Here is a helpful link to a Financial Times Lexicon on Quantitative Easing and a portion of that entry:
Central banks normally set the price of money using official interest rates to regulate the economy. These interest rates radiate out to the rest of the economy. They affect the cost of loans paid by companies, the cost of mortgages for households and the return on saving money. Higher interest rates make borrowing less attractive because taking out a loan becomes more expensive. They also make saving more attractive, demand and spending reduces. Lower interest rates have the reverse effect.
But interest rates cannot be cut below zero and when official rates get close to zero the effect they have on regulating the economy becomes muted. Banks still need to make a profit and in troubled times the gap between the official interest rate and the rates faced by companies and households can rise, because lenders want a greater return for the additional risk of granting a loan when times are tough.
When interest rates are close to zero there is another way of affecting the price of money: Quantitative Easing (QE). The aim is still to bring down interest rates faced by companies and households and the most important step in QE is that the central bank creates new money for use in an economy.
Only a central bank can do this because its money is accepted as payment by everybody. Sometimes dubbed incorrectly “printing money” a central bank simply creates new money at the stroke of a computer key, in effect increasing the credit in its own bank account.
Being who I am, here is an excerpt from an interview with Michael Hudson that offers some even more valuable insights on QE and Mr. Draghi’s loyalty to such interventions !
PERIES: So, Michael, what’s wrong with with the ECB has announced in terms of a trillion euros worth of quantitative easing for Europe?

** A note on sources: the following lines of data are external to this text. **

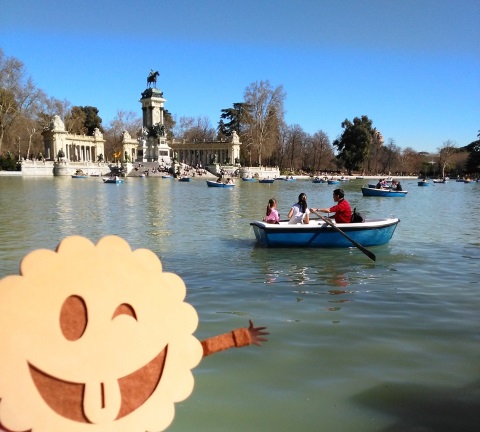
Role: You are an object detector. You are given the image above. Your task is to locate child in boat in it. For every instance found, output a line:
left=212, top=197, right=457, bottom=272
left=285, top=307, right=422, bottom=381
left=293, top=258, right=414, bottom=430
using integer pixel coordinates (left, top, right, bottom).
left=287, top=193, right=310, bottom=224
left=263, top=198, right=280, bottom=224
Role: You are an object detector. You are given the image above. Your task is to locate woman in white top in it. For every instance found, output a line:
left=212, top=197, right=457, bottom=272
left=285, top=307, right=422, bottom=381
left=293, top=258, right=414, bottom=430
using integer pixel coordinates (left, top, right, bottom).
left=287, top=193, right=310, bottom=224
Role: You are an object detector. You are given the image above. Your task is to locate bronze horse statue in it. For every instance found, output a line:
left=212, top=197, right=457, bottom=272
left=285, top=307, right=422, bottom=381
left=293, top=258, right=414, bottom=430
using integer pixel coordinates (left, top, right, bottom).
left=147, top=71, right=160, bottom=88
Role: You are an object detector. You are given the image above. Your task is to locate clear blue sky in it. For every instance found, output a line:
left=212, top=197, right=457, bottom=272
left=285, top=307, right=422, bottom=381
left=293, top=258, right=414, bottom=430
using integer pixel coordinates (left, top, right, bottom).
left=0, top=0, right=480, bottom=152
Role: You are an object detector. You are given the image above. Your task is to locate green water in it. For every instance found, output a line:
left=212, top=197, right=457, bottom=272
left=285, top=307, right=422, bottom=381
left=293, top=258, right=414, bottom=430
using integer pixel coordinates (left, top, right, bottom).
left=0, top=177, right=480, bottom=432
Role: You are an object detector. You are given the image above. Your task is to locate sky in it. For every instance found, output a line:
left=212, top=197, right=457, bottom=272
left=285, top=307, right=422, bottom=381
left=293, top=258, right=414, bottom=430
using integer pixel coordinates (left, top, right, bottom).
left=0, top=0, right=480, bottom=153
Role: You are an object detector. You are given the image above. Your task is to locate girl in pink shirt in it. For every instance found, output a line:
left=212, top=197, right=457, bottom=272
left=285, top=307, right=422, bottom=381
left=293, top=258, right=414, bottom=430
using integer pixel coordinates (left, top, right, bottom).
left=263, top=198, right=280, bottom=223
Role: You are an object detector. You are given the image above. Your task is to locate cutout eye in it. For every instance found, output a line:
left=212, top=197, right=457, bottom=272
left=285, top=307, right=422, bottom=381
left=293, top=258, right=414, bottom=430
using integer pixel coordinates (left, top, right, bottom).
left=60, top=295, right=88, bottom=341
left=112, top=303, right=138, bottom=321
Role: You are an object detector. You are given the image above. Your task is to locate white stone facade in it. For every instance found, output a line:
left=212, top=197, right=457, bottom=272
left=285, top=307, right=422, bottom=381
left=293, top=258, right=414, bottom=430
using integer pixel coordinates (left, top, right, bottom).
left=42, top=115, right=105, bottom=162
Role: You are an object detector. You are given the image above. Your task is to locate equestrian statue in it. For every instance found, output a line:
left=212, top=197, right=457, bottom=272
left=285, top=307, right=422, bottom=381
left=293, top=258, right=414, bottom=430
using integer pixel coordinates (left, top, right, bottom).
left=147, top=69, right=160, bottom=88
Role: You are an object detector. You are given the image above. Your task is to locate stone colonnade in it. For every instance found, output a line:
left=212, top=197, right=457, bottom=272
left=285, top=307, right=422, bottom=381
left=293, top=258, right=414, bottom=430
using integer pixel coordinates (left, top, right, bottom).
left=42, top=115, right=105, bottom=162
left=170, top=134, right=241, bottom=167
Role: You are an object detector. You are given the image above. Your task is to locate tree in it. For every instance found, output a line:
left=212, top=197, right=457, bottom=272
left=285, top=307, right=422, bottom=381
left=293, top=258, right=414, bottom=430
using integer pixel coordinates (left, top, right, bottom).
left=306, top=130, right=334, bottom=173
left=241, top=81, right=286, bottom=165
left=333, top=115, right=376, bottom=175
left=217, top=102, right=245, bottom=137
left=437, top=140, right=457, bottom=178
left=0, top=48, right=44, bottom=152
left=82, top=106, right=103, bottom=135
left=466, top=132, right=480, bottom=174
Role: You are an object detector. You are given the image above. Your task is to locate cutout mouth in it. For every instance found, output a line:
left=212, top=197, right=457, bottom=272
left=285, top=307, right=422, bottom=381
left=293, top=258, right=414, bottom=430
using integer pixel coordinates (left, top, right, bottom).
left=28, top=346, right=168, bottom=423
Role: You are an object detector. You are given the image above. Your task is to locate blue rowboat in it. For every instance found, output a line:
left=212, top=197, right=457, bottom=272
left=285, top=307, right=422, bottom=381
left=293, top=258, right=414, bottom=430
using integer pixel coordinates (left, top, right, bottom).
left=102, top=178, right=125, bottom=184
left=250, top=218, right=400, bottom=248
left=362, top=187, right=408, bottom=198
left=207, top=180, right=235, bottom=188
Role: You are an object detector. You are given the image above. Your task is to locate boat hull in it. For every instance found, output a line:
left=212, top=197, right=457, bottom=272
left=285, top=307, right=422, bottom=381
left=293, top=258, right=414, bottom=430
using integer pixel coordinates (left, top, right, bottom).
left=103, top=179, right=124, bottom=184
left=207, top=180, right=235, bottom=188
left=250, top=218, right=400, bottom=248
left=362, top=187, right=408, bottom=198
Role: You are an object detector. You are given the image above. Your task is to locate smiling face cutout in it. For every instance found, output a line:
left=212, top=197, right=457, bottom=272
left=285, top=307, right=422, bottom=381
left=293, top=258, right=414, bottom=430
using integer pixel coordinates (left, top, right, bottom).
left=0, top=236, right=202, bottom=432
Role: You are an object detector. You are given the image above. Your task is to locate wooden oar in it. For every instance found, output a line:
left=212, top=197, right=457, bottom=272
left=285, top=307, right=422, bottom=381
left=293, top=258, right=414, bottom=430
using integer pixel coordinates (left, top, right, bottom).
left=312, top=210, right=377, bottom=261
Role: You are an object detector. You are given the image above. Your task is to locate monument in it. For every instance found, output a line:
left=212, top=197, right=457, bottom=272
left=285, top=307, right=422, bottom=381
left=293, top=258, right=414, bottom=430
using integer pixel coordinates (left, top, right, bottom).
left=136, top=69, right=171, bottom=163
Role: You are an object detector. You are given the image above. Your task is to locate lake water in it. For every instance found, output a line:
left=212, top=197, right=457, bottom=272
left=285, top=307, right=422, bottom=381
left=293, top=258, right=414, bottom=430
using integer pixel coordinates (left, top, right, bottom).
left=0, top=177, right=480, bottom=432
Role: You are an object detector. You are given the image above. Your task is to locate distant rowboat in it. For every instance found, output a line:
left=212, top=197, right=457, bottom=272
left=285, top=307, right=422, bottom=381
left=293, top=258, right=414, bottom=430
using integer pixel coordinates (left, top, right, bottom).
left=362, top=187, right=408, bottom=198
left=207, top=180, right=235, bottom=188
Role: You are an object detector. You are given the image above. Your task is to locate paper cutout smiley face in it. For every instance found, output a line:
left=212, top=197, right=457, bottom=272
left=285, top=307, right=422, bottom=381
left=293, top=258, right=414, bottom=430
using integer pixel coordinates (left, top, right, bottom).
left=0, top=236, right=202, bottom=432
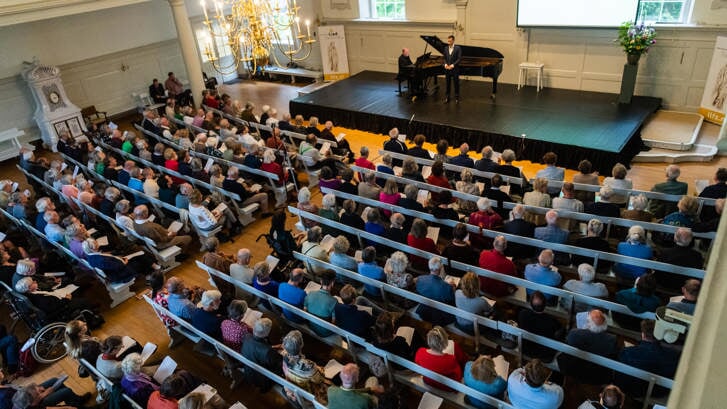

HUDSON: They head of the European Central Bank, Mario Draghi, has said that he’ll do whatever it takes to keep banks afloat. He doesn’t say whatever it takes to help economic recovery or to help labor more; it’s to help banks make more money because he used to be vice chairman of Goldman Sachs during 2002 to 2005. And his view is that of Wall Street and of the financial sector. It’s not a vantage point of helping labor or helping economies grow. So it’s not surprising that the trillion euros of new money that the Central Bank of Europe is creating hasn’t gone to help Greece, for instance, survive, hasn’t gone to help Greece, Spain, Italy, or Portugal get out of depression by fueling government spending. It’s been given away to the banks to buy bonds and stocks, including buying American stocks and bonds. It’s all the idea that if you can make the financial sector richer, if you can make the one percent and the 10 percent richer, it’s all going to trickle down. This is the view of Paul Krugman, it’s the view of the advisers that Obama has had. It’s trickle-down economics. And instead of trickling down, what it does is drive a wedge in the economy by increasing the value of stocks and bonds and real estate and wealth against labor. So it’s quantitative easing that is largely behind the fact that the distribution of wealth has become worse rather than better since 2008.